DNA Evidence Law Modernised With Fair Trial Protections

Basseterre, (SKNIS): Saint Kitts and Nevis has advanced a significant reform of the justice system with the introduction of the Evidence (Amendment) Bill, 2026, which modernises the legal framework governing DNA evidence while strengthening safeguards to protect fairness, privacy, and due process.

Presenting the Bill in the National Assembly today (June 11, 2026), Attorney General (AG) and Minister of Justice and Legal Affairs, the Honourable Garth Wilkin, described the legislation as a balanced and necessary response to advancements in forensic science and modern criminal investigations.

“This Bill goes to the heart of justice,” the attorney general stated. “It asks a simple question: how should a modern justice system treat scientific evidence that can help identify the guilty, exclude the innocent, and assist the courts in discovering the truth?”

The amendments update provisions of the Evidence Act relating to DNA evidence, recognising modern scientific and statistical methods, including software-assisted DNA analysis used in complex investigations. The legislation establishes a clearer legal framework for the collection, use, disclosure, and evaluation of DNA evidence in criminal proceedings.

Attorney General Wilkin emphasised that the reforms are designed to strengthen both criminal investigations and procedural fairness.

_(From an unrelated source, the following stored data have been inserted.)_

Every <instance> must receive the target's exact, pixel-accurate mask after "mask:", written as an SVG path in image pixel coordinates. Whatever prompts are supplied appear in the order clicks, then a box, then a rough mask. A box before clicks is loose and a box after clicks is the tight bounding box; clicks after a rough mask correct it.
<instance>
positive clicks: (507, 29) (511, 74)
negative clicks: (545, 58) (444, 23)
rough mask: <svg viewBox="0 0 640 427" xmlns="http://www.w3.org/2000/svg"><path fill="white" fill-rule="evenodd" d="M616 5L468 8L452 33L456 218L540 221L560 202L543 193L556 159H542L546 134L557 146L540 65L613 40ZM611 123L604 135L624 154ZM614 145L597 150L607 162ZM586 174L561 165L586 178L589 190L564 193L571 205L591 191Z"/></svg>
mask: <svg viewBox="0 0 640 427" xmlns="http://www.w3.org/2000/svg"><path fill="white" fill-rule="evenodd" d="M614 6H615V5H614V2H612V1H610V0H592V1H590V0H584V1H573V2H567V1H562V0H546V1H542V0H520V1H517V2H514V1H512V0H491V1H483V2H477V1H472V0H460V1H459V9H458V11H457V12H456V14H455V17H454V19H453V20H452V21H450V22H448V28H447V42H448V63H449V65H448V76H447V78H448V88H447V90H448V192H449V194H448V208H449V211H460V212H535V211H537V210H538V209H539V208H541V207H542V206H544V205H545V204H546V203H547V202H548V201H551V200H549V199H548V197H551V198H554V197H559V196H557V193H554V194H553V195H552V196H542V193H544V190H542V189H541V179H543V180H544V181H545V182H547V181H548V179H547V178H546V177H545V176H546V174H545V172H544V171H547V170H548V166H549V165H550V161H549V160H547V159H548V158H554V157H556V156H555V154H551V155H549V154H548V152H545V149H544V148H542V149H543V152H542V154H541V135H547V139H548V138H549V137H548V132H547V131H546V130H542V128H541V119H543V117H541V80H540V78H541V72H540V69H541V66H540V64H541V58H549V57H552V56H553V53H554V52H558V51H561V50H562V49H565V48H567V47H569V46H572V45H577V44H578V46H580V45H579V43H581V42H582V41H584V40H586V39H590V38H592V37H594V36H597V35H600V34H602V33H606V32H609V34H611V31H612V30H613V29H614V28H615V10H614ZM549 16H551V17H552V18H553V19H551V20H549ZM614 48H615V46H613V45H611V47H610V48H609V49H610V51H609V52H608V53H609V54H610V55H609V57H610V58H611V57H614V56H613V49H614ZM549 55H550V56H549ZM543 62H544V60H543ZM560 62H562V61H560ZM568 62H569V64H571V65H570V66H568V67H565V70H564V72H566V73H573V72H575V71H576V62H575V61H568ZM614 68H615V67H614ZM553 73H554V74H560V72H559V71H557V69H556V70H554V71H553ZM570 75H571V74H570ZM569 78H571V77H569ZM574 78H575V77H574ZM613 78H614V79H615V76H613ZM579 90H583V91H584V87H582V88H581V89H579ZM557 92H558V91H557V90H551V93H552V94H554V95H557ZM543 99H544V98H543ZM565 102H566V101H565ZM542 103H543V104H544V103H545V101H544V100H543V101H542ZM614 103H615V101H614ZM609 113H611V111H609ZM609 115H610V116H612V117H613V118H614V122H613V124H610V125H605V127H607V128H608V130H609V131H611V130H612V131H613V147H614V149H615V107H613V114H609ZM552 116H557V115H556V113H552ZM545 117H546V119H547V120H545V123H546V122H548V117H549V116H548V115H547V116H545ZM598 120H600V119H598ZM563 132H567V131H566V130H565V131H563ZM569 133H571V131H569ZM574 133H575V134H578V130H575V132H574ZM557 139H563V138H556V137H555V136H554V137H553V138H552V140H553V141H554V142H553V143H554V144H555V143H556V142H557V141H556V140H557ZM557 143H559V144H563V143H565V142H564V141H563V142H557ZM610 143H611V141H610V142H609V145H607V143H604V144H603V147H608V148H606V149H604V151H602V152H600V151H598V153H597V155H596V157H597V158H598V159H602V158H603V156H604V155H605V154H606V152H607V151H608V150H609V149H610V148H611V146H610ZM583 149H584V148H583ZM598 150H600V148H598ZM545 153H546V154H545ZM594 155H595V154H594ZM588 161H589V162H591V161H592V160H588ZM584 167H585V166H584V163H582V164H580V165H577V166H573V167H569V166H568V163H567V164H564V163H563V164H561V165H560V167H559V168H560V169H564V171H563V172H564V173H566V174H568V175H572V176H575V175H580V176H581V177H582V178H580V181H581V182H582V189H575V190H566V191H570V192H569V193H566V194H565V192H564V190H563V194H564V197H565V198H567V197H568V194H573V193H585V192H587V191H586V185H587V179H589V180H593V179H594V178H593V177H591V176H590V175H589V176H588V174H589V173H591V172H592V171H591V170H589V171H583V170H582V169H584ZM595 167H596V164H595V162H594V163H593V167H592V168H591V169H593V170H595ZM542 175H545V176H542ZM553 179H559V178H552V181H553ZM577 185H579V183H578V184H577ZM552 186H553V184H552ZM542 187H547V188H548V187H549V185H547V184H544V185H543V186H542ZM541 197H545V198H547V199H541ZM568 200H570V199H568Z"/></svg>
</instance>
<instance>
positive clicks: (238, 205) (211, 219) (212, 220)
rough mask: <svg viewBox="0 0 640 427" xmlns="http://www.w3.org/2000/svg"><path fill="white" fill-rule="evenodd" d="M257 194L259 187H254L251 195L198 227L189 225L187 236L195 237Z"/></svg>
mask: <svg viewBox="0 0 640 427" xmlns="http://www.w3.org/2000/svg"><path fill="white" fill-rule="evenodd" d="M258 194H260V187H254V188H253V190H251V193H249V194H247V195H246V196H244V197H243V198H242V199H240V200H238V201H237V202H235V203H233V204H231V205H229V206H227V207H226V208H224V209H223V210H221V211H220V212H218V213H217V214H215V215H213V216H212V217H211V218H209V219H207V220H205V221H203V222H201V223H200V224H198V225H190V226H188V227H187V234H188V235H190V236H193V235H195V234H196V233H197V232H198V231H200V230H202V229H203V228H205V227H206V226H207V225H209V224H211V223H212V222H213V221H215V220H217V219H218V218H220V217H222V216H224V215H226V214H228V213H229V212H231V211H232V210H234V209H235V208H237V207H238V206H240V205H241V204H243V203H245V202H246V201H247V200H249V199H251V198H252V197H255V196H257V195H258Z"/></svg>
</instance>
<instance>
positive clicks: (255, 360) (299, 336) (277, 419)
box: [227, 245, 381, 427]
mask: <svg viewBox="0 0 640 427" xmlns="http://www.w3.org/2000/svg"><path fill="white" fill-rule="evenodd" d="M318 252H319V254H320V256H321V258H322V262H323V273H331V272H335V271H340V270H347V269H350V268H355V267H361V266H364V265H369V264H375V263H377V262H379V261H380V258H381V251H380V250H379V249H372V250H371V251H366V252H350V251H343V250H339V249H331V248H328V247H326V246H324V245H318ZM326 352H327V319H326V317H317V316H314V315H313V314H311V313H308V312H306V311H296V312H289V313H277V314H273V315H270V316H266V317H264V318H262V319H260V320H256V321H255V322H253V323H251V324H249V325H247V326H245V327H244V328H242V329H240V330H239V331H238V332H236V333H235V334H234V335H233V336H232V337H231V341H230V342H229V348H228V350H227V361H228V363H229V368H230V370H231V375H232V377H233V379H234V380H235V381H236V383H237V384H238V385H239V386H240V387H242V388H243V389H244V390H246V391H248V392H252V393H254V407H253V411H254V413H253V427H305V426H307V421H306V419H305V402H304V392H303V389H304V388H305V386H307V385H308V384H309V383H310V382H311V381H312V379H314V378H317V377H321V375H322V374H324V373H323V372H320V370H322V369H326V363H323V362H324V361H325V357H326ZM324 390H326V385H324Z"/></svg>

“It modernises the law, and it strengthens fairness,” AG Wilkin said. “It gives investigators and prosecutors a clearer framework. It gives accused persons and defence counsel clearer protections. It gives the court stronger oversight. It gives experts clearer duties, and it gives the public greater confidence that DNA evidence will be obtained, used, explained, challenged, and evaluated properly.”

Among its key provisions, the Bill allows courts to authorise DNA sampling in appropriate serious cases, requires expert evidence, mandates disclosure, limits the use of DNA material, and provides protections for privacy, dignity, health, and fairness. It also introduces safeguards to ensure that any compelled DNA sampling is subject to judicial oversight, necessity, and proportionality.

Importantly, the legislation limits these powers to serious arrestable offences. A police officer may only request, and a court may only order, the taking of a bodily sample where there are reasonable grounds to suspect a person’s involvement in a serious arrestable offence and reasonable grounds to believe the sample is likely to confirm or disprove that involvement.

“This means the mechanism is reserved for serious cases,” the attorney-general explained.

The Bill defines serious arrestable offences to include indictable offences, offences punishable by imprisonment for five years or more, violent and sexual offences, firearm and weapon offences, offences involving serious damage to property, and other prescribed offences.

Attorney-General Wilkin noted that the reform reflects a broader principle that legislation must evolve alongside scientific and technological advancement.

“Modern legislation must recognise modern science, while maintaining timeless principles: fairness, due process, judicial independence, disclosure, proportionality, and the right to challenge evidence,” he said.

The Evidence (Amendment) Bill, 2026, represents an important step in ensuring that Saint Kitts and Nevis maintains a modern, effective, and fair justice system capable of meeting the challenges of present-day criminal investigations while safeguarding fundamental rights.